The professional education culminates with the production of a “masterpiece” and there are often no clear measurable subgoals (or the connection between the exams or written work and the “masterpiece” are very hard to see).
I feel stupider every day I live, if that’s any consolation.
Well, maybe “living every day” (whatever that may be) is not such a good idea, if that’s how it cracks up.
Myself, I feel I have reached a plateau of constant, well-balanced stupidity. Unfortunately, the stupidity of other people still grows by leaps and bounds. I don’t want to be left behind as some kind of Socratic Zen snowflake.
Oh yes, that happens.
I’m not sure what you mean. Doctoral theses and the like, if that’s what you mean, are beginnings, not ends.
Doctoral theses and the like, if that’s what you mean, are beginnings, not ends.
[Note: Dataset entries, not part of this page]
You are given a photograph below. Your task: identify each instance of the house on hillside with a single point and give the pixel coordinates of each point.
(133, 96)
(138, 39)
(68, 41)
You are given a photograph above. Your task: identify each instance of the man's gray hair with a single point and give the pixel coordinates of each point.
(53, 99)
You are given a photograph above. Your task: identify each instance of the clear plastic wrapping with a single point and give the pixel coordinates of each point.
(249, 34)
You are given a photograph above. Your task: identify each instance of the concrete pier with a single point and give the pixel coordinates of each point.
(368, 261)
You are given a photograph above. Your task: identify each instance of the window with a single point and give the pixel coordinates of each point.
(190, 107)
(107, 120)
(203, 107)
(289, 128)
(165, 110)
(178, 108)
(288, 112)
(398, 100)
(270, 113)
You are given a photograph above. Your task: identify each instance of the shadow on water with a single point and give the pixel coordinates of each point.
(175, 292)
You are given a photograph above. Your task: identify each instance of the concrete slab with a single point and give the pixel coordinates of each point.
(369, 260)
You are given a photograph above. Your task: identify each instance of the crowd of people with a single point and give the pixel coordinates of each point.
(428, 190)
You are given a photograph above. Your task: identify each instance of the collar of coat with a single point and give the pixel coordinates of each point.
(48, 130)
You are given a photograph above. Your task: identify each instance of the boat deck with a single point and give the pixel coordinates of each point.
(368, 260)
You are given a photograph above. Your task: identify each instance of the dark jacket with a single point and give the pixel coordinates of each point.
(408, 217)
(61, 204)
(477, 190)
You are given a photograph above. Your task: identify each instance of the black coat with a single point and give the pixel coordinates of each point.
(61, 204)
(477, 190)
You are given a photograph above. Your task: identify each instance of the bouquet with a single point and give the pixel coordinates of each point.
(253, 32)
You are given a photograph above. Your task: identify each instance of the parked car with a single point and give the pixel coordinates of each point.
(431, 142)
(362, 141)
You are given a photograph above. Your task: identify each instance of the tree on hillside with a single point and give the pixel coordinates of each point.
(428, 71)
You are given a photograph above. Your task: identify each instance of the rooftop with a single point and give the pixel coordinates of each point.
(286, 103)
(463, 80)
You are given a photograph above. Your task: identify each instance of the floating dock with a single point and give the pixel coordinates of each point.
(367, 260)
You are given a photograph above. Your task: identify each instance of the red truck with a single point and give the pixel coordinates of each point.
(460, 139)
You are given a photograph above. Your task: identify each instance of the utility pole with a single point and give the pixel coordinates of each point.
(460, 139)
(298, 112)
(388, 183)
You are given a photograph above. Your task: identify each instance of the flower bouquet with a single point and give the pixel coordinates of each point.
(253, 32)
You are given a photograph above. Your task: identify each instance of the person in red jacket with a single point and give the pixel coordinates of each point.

What do you mean? The beginning of a line of enquiry, or the beginning of a long career?
I think that PlasticPaddy was referring to the original meaning of masterpiece as «a piece of work produced by an apprentice or journeyman aspiring to become a master craftsman in the old European guild system», which defines the nature of a doctoral thesis pretty well.
Alas, not all theses are masterpieces in the more recent sense of ‘works of outstanding quality’, and most are definitely not masterpieces in the sense of ‘the best piece of work in an individual’s career’.
Generally both.
Yes, that’s what they are – but they’re not culminations. The career that sometimes follows them might be.
Masterpiece vs. classic at LH, 2011.
People still do svendestykker here, though there is no formal title of journeyman — whether you even do one is up to the supervisor of the 6 month work experience term that is part of a ‘practical’ secondary education diploma.
I’ve seen pictures of what electrical installers do, for instance, and while they are justifiably proud of their work it probably won’t end up in a museum.
After 1862 the guilds had no right to demand membership, but they still exist as voluntary associations and make nice Master’s Letters that hang in butcher shops and the like. I don’t know if the manager of the meat counter/department in my local supermarket did a masterpiece to get his, but he has one. TIL that the masters and the journeymen could have separate guilds (if there were enough of them in a town), headed by the oldermand and oldgeselle respectively.
@dm
You are right, only the education which leads to a professional qualification culminates with the “masterpiece”. The professional then may take opportunities to receive further education, either on the job or as formation courses, thus permitting him/her to continue feeling stupid throughout his/her entire career.
I think “professional qualification” (currently so called) is what made you a journeyman / Gesell / svend in the old system (i.e., the next step after apprenticeship). Then you could go on and build your professional network and submit a masterpiece to the Masters’ Guild when there was a vacancy — if it was accepted (i.e., you went to the right church and didn’t beat your wife in public too often or cheat at cards) you were then allowed to set up shop and hire journeymen instead of working for someone else.
In certain trades in Denmark you would in fact make a svendestykke to prove your worth at the end of the apprentice years, but that was a simpler thing than a masterpiece — I can’t find if there’s a corresponding word in English (unless masterpiece is used for that as well now. *Shakes cane*).
And TIL that journeyman means ‘working for daily wages’ — I thought it was connected to the Wanderjahre tradition (and contained journey = ‘travel’).